Leaves are falling from the maple and black cottonwood,

a rain of green so beautiful I forget

 

it’s because of the drought.

The alder cannot hold onto its little serrated boats. 

 

I start to count types of ferns: sword fern, lacy,

licorice. An epiphyte on the branches of

 

bigleaf maples: they say this fern will survive

even if the moss dries, rehydrating after winter rains.

 

We think they are delicate, but fine-toothed fronds can

still propel like weapons from the hands of children.

 

                                    ii.

Now the calling of birds: flicker, creeper, nuthatch.

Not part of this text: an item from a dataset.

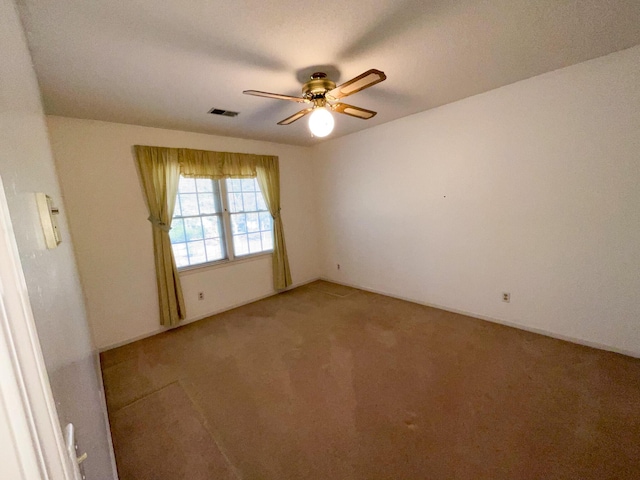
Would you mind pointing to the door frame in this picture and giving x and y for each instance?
(30, 432)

Counting is habit forming, such certainty like the counting

 

of days of the Omer, the preparation and anticipation

of freedom: seven weeks, forty-nine days between the redemption

 

from slavery and receiving of the Torah. There is too much

to remember:  why must we be responsible for all the ills?

 

I have told you of the fire and ash, the sun fighting through

smoke to show its colors; now I wait for the fawn to discover

 

its face in the reflection pool and its mother to track her

two offspring, to keep them close, to let them wander.

 

forthcoming CCAR Journal (Central Conference of American Rabbis), 2022


“Shmita” is a new poem.

 

Shmita

 

This year, the 18th month

of the pandemic, is a shmita,

a sabbatical year, where the land

must be left fallow, any remaining

crops free for the needy.

 

            In the beginning,

but there isn’t always one,

as now lavender layers overlap

until darkness spreads

to every corner of the sky.

 

My husband tries to extract a word,

a stubborn root left for years;

it refuses to offer itself for harvest.

His once fertile mind eroding to desert.

 

The book of Leviticus instructs

the land must be given a rest,

its own Sabbath to replenish, but what if

a man is desperate to sow and reap,

his family dependent on these crops for survival?

 

How much further will my husband retreat?

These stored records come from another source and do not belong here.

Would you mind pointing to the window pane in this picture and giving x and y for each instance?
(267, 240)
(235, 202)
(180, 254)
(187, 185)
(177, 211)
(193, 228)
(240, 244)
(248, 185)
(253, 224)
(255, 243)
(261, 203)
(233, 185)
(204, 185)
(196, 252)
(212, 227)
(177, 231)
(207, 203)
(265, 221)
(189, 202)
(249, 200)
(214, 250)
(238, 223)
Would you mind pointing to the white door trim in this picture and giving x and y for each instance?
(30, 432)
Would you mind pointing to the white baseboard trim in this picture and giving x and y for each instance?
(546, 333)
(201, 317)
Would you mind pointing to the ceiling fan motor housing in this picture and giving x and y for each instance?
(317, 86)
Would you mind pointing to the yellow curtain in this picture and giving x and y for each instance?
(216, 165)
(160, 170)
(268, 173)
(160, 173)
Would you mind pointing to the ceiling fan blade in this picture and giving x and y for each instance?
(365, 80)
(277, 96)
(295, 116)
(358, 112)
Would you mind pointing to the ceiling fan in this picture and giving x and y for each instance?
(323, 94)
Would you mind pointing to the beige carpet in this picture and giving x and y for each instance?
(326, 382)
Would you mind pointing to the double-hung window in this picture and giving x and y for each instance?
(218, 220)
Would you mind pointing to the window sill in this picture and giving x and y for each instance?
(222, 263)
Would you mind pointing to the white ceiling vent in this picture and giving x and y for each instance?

In a year, will sentences disappear as when

the whale swallowed Jonah whole?

 

G-d promises bountiful harvests.

This month as others welcome

the new year, it is hard to celebrate.

 

forthcoming CCAR Journal (Central Conference of American Rabbis), 2022


“Out Early with the Angels” is a recent poem. Now, living back in Mar Vista and during the pandemic, I usually am out on a run at 6:30 a.m. and often pass by a nursing home. That was the impetus for this poem.

 

Out Early with the Angels

 

Just as daylight cracks open,

pink streamers weaving through the clouds.

 

A gathering of staff at a nursing home.

Standing, tiered on an outdoor staircase,

 

waiting to be admitted, masked but lively.

Bursts of laughter punctuate the quiet street

 

as I run past. They line up as if waiting

for the photographer at a wedding, but dressed

 

in white, the color of the bride’s gown, not shades

of purple or dayglo green of her attendants.

 

Perhaps angels in a Renaissance painting, their wings

folded on their backs, arms outstretched to the Virgin Mary.

 

Jews did not believe in angels, I always thought,

though later I learned the story of Jacob wrestling

 

one all night, though whether Esau’s guardian angel

or a demonic spirit was never clear.

 

Injured in the skirmish, Jacob persevered until

he received a blessing and the new name of Israel.

 

We call these healthcare workers angels

though what they want is for us to be responsible.

 

Now the door swings open and the group,

mostly women, enter to start a new shift as

 

night retreats in the pale sky.

 

forthcoming CCAR Journal (Central Conference of American Rabbis), 2022


“Russian Chocolates” came from my last time in Russia, when I spent January 2018 teaching in Ulan-Ude, Buryatia Republic, Siberia. The city is an ethnic minority region near the Mongolian border. But the poem also refers to a time when I was living in St. Petersburg.

 

Russian Chocolates

 

I never knew I had patriotism until I moved to Russia.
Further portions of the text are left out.